For the flaky pastry
- 165g plain flour, plus extra to dust
- 100g cornmeal or polenta
- ½ tsp salt
- 165g unsalted butter, wrapped in foil, then frozen for at least 1 hour
- 7-8 tbsp (100-120ml) iced water
- 1 medium free-range egg, beaten, to glaze
For the filling
- 60g unsalted butter
- 3 large onions, sliced
- 4 eating apples (we used braeburn), peeled and sliced
- 300ml dry cider
- 150g strong or vintage cheddar, grated
- 150g French or Swiss mountain cheese, grated (such as abondance, gruyère or beaufort)
- Large pinch cayenne pepper
- 1½ tsp mustard powder
- 3 fresh rosemary sprigs, leaves finely chopped
- 2 fresh thyme sprigs, leaves finely chopped, plus extra to garnish
- For the pastry, put the plain flour, cornmeal/polenta and salt in a large mixing bowl and stir to combine. Grate in the frozen butter, using the foil to hold it, then flick the flour over the butter using a dinner knife. Slowly add the iced water, stirring with the knife to combine; stop adding water just as it starts to come together (you may not need it all). Tip the pastry out onto a lightly floured work surface and bring it together quickly with your hands into a fat disc. Handle the pastry as little as possible, to keep it cool and stop the butter melting. Wrap in cling film, then chill for at least 2 hours.

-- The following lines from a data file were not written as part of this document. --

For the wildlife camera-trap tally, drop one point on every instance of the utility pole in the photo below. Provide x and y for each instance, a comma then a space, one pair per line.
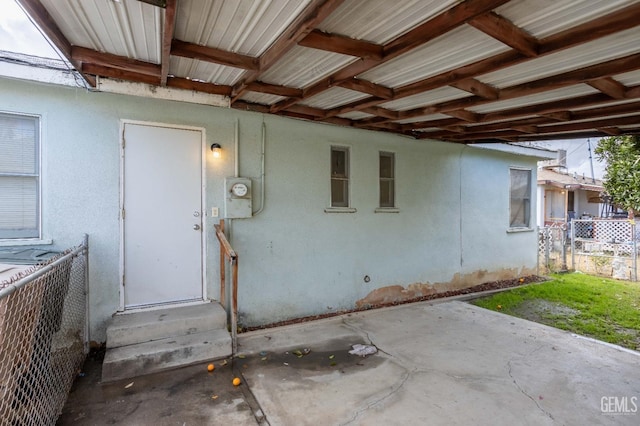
593, 177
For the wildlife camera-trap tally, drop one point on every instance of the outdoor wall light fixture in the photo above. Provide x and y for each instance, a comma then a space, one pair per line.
217, 150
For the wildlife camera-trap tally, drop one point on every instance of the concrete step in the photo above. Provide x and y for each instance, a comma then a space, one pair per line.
146, 326
150, 357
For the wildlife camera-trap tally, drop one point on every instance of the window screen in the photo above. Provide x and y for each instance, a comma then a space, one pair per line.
19, 177
339, 177
387, 179
520, 198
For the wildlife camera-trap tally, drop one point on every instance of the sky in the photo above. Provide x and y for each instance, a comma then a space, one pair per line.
18, 34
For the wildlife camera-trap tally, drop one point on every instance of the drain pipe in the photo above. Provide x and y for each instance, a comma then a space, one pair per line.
237, 154
264, 137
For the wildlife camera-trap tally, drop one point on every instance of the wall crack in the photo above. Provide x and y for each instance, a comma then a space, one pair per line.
535, 401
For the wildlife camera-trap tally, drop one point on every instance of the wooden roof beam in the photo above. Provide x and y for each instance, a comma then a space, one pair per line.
477, 88
382, 112
558, 116
593, 124
350, 107
605, 69
441, 123
505, 31
45, 22
88, 56
611, 131
210, 54
435, 27
610, 87
335, 43
599, 27
365, 86
314, 13
119, 73
167, 36
470, 116
273, 89
186, 84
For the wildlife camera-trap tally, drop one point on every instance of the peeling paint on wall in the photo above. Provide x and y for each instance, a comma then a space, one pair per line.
397, 293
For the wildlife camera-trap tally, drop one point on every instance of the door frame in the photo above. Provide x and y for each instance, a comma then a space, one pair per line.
203, 238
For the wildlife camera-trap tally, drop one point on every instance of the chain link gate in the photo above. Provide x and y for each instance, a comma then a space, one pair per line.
43, 338
552, 248
605, 247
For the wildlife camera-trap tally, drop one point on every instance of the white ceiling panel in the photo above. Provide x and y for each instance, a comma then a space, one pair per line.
333, 98
204, 71
542, 18
301, 67
436, 57
261, 98
431, 97
377, 21
355, 115
629, 78
607, 48
538, 98
423, 118
247, 27
128, 28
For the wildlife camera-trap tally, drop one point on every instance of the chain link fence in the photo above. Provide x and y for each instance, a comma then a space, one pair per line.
43, 337
552, 248
603, 247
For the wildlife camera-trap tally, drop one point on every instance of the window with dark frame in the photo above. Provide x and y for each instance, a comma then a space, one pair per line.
387, 179
19, 176
520, 198
339, 176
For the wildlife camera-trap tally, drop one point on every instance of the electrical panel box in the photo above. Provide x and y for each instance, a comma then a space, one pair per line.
237, 198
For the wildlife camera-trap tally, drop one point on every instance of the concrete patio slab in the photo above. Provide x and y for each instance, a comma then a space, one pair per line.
448, 363
443, 364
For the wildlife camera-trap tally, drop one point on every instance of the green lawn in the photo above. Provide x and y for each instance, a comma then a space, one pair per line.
604, 309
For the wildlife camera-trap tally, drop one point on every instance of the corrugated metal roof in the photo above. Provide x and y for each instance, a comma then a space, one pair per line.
204, 71
261, 98
334, 97
377, 21
436, 57
538, 98
604, 49
129, 28
542, 18
356, 115
462, 42
248, 27
427, 98
629, 78
423, 118
301, 67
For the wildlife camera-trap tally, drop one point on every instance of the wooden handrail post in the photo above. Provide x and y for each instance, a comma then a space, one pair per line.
232, 307
223, 299
234, 315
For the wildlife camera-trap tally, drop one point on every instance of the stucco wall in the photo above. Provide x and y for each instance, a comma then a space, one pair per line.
295, 259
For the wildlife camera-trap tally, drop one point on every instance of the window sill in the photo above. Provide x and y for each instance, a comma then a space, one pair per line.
36, 242
340, 210
387, 210
517, 230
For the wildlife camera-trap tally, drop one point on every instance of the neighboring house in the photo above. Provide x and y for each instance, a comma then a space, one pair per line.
563, 196
324, 218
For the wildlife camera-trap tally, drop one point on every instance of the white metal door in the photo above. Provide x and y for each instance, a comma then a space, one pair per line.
162, 215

- For the filling, melt the butter in a large sauté/frying pan over a medium-high heat, add the onions and season well with salt. Fry for about 30 minutes, stirring often, until the onions are soft, lightly golden and slightly caramelised.
- Add the apples and the cider, turn up the heat and bubble for 15-20 minutes until the cider has evaporated. Tip the mixture onto a plate to help it cool, then season with pepper and leave to cool completely.
- Heat the oven to 200°C/180°C fan/gas 6. Mix the cheeses, cayenne, mustard powder and chopped herbs in a bowl. Remove the chilled pastry from the fridge, unwrap, then roll it out on a very well floured surface to form a rough circle the thickness of a £1 coin. The edges can be ragged.
- Lift the pastry onto a large baking sheet lined with baking paper, then pile the cooled filling onto the centre, leaving a rough 3cm border around the edge. Scatter most of the cheese over the onion mixture, then fold the edges of the pastry up around the filling. Brush the pastry with beaten egg, then scatter the remaining cheese on top. Bake for 30 minutes until the pastry is golden and the cheese is bubbling. Leave to cool for 5 minutes, then slice and serve with a sharp green salad.
- To make this vegetarian, replace the cheeses with 300g vegetarian cheddar.
- Make the pastry up to 24 hours in advance and keep, wrapped in cling film, in the fridge. The apple and onion mixture can be made up to the end of step 3 up to 24 hours in advance. Keep chilled.
- Lightly chilled medium-dry cider is the best match for this. If you prefer wine, make it a crisp, young Loire chenin blanc.